I'm trying to understand why we are on the verge of war with Iraq, I really am. I understand that Saddam Hussein is a bad man and that the country would be better off without him. But why is he any worse of a threat today than he was at any point in the past several years since the first Gulf War?

I read the article by Condoleeza Rice in the New York Times the other day (1/23/03) hoping it would shed some light for me. The article was titled "Why We Know Iraq Is Lying." Unfortunately, the article told me next to nothing about why we are on this war path. She makes the point that other countries that voluntarily disarmed were more cooperative and less deceptive than Iraq - including South Africa, Ukraine and Kazakhstan. But we were never on the verge of invading those countries and there are still many regimes out there than have not disarmed in this manner. What has Iraq done lately to make it stick out as such a serious threat to world peace? We have never linked Hussein to the 9-11 terrorist attacks and as best I can tell this whole emphasis on vilifying Hussein is not getting us any closer to catching Osama Bin Laden and his band of Al-Quada terrorists.

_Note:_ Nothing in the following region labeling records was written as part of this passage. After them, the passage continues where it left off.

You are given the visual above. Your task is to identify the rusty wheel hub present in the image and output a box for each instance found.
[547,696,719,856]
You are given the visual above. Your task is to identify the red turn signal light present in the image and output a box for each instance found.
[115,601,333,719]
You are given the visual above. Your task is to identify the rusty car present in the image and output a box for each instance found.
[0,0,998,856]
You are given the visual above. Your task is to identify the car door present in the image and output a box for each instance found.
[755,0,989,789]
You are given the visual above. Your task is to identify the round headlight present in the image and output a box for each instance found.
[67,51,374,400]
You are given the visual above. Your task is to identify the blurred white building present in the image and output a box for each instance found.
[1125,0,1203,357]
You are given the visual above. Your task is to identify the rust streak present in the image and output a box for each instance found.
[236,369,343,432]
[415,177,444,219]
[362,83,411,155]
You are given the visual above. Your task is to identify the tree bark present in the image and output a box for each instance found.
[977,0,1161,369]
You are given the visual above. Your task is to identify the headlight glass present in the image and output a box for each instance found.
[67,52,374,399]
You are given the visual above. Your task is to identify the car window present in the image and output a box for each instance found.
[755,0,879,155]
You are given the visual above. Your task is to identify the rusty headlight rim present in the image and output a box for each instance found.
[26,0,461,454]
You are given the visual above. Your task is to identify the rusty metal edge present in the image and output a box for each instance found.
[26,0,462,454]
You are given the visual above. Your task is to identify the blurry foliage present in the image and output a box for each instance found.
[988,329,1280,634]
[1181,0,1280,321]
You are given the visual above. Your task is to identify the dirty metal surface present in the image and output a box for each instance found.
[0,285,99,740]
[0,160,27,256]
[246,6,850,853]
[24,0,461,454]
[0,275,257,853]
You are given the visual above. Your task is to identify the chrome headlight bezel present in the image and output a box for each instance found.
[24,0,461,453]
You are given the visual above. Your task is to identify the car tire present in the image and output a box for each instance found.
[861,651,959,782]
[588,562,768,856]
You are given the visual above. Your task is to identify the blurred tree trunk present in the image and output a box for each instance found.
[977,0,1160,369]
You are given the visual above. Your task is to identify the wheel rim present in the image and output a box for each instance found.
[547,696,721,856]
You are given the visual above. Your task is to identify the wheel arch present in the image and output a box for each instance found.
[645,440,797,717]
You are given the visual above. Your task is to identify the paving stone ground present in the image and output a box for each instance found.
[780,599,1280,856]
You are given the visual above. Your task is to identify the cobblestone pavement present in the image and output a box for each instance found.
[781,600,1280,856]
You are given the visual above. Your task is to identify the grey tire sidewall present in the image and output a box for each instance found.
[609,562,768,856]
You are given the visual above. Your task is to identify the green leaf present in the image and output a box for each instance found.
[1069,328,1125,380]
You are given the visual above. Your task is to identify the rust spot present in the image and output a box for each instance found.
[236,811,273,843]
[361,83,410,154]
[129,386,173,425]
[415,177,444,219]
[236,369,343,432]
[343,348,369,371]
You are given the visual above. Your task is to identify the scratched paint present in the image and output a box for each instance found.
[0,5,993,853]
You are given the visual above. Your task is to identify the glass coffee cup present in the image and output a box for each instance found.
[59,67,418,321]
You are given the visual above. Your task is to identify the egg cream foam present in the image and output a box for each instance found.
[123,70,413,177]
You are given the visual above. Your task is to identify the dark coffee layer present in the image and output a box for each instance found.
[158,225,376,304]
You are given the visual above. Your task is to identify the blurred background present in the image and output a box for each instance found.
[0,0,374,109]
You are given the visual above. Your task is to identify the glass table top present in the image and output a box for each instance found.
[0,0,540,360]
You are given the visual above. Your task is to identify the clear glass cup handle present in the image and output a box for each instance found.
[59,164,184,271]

So my biggest question is still Why Now? Most of the weapons of mass destruction that we believe Iraq has is stuff it acquired during and before the first Gulf War, when the odds are good that we were the ones who gave it to them. Remember that back in the 80s we saw Iraq as a countercheck to the religious radicals in Iran. Hussein's secularity, which the administration today criticizes (even going so far at to deem him an atheist) was seen as a positive aspect back in the early 80s when the biggest bugaboo of the time was the Ayatollah Khomeihni. If Iraq was such a dangerous regime back in the mid-90s, what was Dick Cheney doing over there as the head of Halliburton making millions of dollars by rebuilding the Iraqui infrastructure that was destroyed during the first Gulf War?
What is it about Iraq today that makes it more of a threat than Iran or Libya or Syria or Lebanon or Yemen or Indonesia or Malaysia or Pakistan or Somalia or Sudan? And so on. Not to mention North Korea and China.